On Wednesday afternoon, the University of Alaska Museum of the North moved the 1940s-era bus, made famous by Jon Krakauer’s book “Into the Wild” and the 2007 film of the same name, to the university’s engineering building in Fairbanks.
It will spend the rest of the academic year in the building’s high bay lab, where museum staff, engineers and conservators will continue the painstaking work of preparing it for display at the museum. The lab, which is visible from the building’s atrium, will offer a warm place to work and the public’s first chance to see the bus since its removal from the Stampede Trail last year.
“The process of preparing Bus 142 for permanent display is a lengthy one, but its presence in the engineering building will allow the public to follow along with that process, both here in Fairbanks and online,” said museum ethnology and history senior collections manager Angela Linn. The museum plans to install a webcam so that the public can view the conservation work online.
Bus 142’s fame grew from the story of Chris McCandless, a 24-year-old man who died at the bus in 1992. The remote site north of Denali Park became an often hazardous destination for visitors inspired by McCandless’ story. Some of those visitors were injured or died on the journey, which prompted the Alaska Department of Natural Resources to remove the bus from the Stampede Trail in June 2020. Three months later, the bus arrived at a storage facility in Fairbanks, where museum staff began conservation work.
Throughout the winter, the museum team will take detailed photographs and 3-D scans of the bus, and will build a structure to support the bus frame.
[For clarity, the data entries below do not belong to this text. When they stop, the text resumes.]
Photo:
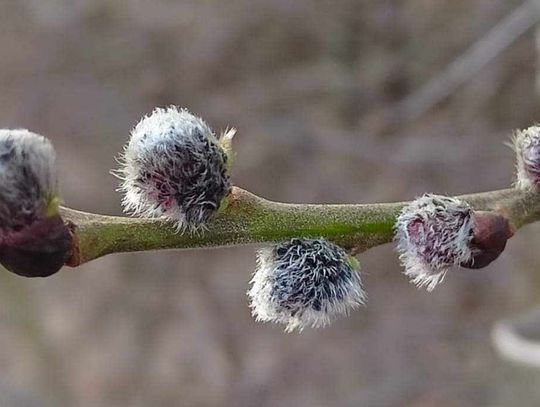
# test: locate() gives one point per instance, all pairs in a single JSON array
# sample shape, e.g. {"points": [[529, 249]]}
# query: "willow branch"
{"points": [[249, 219]]}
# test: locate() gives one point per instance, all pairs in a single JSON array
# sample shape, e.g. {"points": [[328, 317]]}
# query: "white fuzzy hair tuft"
{"points": [[173, 167], [526, 144], [433, 233], [304, 282]]}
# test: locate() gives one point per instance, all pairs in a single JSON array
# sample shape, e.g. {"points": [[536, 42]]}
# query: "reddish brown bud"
{"points": [[490, 234]]}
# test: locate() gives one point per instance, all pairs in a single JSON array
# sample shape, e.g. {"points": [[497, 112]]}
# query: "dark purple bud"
{"points": [[491, 231], [34, 242]]}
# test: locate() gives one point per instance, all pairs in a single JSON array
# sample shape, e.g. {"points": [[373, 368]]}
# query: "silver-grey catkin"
{"points": [[433, 233], [304, 282]]}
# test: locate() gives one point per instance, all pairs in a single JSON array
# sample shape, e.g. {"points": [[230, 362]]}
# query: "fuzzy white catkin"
{"points": [[28, 178], [526, 144], [304, 282], [174, 167], [433, 233]]}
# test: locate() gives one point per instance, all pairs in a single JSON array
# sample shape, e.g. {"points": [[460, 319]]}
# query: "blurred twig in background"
{"points": [[496, 40]]}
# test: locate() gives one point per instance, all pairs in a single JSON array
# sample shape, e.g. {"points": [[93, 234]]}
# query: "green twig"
{"points": [[248, 219]]}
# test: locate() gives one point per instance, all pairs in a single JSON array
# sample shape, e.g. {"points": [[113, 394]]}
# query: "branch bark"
{"points": [[249, 219]]}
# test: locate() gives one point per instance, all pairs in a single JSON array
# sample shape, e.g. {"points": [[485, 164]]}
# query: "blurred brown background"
{"points": [[314, 89]]}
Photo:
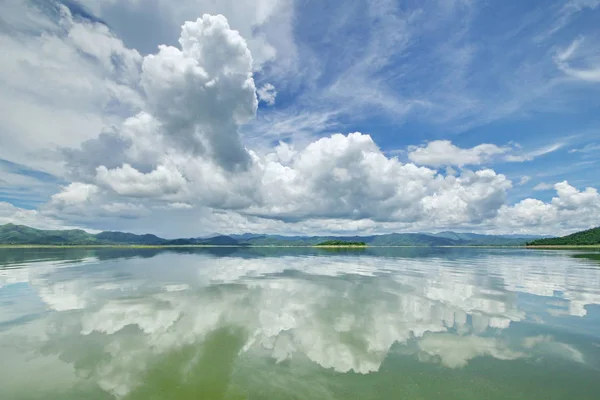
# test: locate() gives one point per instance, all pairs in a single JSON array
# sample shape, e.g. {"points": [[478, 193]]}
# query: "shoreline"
{"points": [[150, 246]]}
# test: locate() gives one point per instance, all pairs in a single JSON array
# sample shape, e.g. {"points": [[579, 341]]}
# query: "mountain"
{"points": [[588, 237], [20, 234]]}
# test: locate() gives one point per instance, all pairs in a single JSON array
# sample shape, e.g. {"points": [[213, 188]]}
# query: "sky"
{"points": [[299, 116]]}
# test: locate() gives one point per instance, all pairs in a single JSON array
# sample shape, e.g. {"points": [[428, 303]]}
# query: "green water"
{"points": [[405, 323]]}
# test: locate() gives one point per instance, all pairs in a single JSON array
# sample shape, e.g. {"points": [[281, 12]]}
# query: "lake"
{"points": [[259, 323]]}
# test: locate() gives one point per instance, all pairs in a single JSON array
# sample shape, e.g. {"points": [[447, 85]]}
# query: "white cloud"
{"points": [[588, 148], [441, 153], [181, 143], [74, 194], [57, 88], [267, 93], [164, 181], [201, 93], [570, 210], [266, 24], [530, 155], [590, 71]]}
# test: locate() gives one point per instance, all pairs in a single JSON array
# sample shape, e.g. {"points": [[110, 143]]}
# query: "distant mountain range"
{"points": [[24, 235], [583, 238]]}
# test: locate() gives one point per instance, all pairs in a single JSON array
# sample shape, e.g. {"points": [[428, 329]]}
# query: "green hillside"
{"points": [[583, 238], [21, 234], [11, 234], [341, 243]]}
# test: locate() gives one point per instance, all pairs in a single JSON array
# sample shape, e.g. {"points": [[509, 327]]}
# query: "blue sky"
{"points": [[469, 115]]}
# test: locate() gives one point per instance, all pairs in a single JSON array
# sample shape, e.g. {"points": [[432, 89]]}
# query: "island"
{"points": [[587, 238], [340, 243]]}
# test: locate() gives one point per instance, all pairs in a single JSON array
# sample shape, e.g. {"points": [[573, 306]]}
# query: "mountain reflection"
{"points": [[197, 324]]}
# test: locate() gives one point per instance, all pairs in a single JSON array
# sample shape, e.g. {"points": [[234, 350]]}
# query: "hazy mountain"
{"points": [[20, 234]]}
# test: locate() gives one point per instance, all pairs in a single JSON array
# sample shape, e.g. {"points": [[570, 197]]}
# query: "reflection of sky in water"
{"points": [[102, 318]]}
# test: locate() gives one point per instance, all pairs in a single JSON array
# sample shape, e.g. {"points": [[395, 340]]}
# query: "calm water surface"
{"points": [[299, 324]]}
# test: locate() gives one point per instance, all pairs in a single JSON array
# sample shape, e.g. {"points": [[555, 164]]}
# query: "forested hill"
{"points": [[589, 237], [24, 235]]}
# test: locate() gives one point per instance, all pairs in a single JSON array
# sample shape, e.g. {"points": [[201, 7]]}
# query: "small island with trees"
{"points": [[340, 243], [590, 237]]}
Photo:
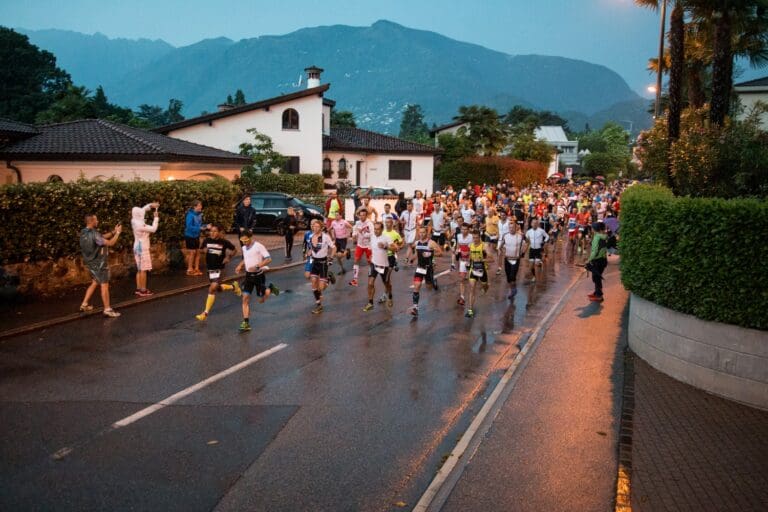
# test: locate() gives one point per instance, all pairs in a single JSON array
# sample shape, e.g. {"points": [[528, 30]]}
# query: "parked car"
{"points": [[272, 211]]}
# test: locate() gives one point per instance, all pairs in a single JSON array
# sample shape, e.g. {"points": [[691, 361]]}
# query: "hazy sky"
{"points": [[614, 33]]}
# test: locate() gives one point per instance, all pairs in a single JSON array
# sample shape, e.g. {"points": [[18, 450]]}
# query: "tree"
{"points": [[486, 132], [342, 119], [29, 77], [412, 126], [262, 152]]}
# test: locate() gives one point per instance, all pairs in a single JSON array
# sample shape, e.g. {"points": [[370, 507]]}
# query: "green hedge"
{"points": [[42, 220], [705, 257], [295, 184]]}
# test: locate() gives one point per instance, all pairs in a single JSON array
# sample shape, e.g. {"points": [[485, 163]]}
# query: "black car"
{"points": [[272, 211]]}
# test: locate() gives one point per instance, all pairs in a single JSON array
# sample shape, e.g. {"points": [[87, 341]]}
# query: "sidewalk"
{"points": [[31, 313]]}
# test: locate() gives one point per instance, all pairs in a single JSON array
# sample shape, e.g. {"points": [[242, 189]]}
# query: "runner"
{"points": [[321, 249], [478, 271], [361, 234], [379, 264], [426, 250], [215, 247], [461, 258], [511, 249], [255, 261]]}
During the spring semester, they will work with UAF engineering students on design and fabrication of a cover for the exhibit, which is slated to be outdoors just north of the museum on the University of Alaska Fairbanks campus in Fairbanks. In the next year, specialists in historical vehicle conservation will begin to prepare the bus for exhibit, a process that involves both repairs and cleaning, as well as preservation work.
“Our goal is for visitors to experience the complete story of the bus: Its journey to Alaska, its role in Chris McCandless’ final months and the decades of public interest following his death,” Linn said.
Members of the public can view the bus from the engineering building atrium weekdays from 8 a.m. to 8 p.m. and online via a soon-to-be installed webcam, which will be linked from the museum’s website.